Putin: Russia hopes for a quick resolution of EC Gazprom investigation
SOCHI, September 12 - RAPSI. Russia hopes that the European Commission's Gazprom investigation will be cleared up as soon as possible and that cooperation will continue, President Vladimir Putin said.
"I would like to see any issues that remain unclear to the European Commission be resolved as soon as possible so we can work together in a good atmosphere," Vladimir Putin said at a press conference following his meeting with Serbian President Tomislav Nikolic.
On September 4, the European Commission opened an investigation against Gazprom based on allegations that it had breached EU antitrust legislation.

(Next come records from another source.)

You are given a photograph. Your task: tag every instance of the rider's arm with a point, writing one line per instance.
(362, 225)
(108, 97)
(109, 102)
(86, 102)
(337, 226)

The Commission's statement reads that it will investigate three possible anti-competition law violations in Central and Eastern Europe: impeding the free flow of gas across EU member states, preventing countries from diversifying their source of gas supply and imposing unfair prices on its customers by linking the price of natural gas to the price of oil.
The statement emphasizes that the case will be a high priority, but that this does not mean that any decisions have been predetermined.
The EU is concerned that Gazprom is in breach of Article 102 of the Treaty on the Functions of the European Union which defines the use of market domination to influence trade between EU member countries.
Analysts believe the European Commission is trying to regain some control of the market by having Gazprom shift from contracted gas volumes to a spot gas supply agreement. Gazprom believes that the claims have been raised because it is the dominant supplier of pipeline gas to Europe.
Gazprom has said that it follows the rules of the countries with which it deals and is counting on the objectivity of the European Commission's antimonopoly investigation. Vladimir Markov, Gazprom board member, said that the company's market share in Europe is less than 33 percent and so cannot be considered a monopoly.
Previously, Russian President Vladimir Putin said that he is disappointed by the European Commission's antitrust investigation but that he does not believe a "trade war" has been declared.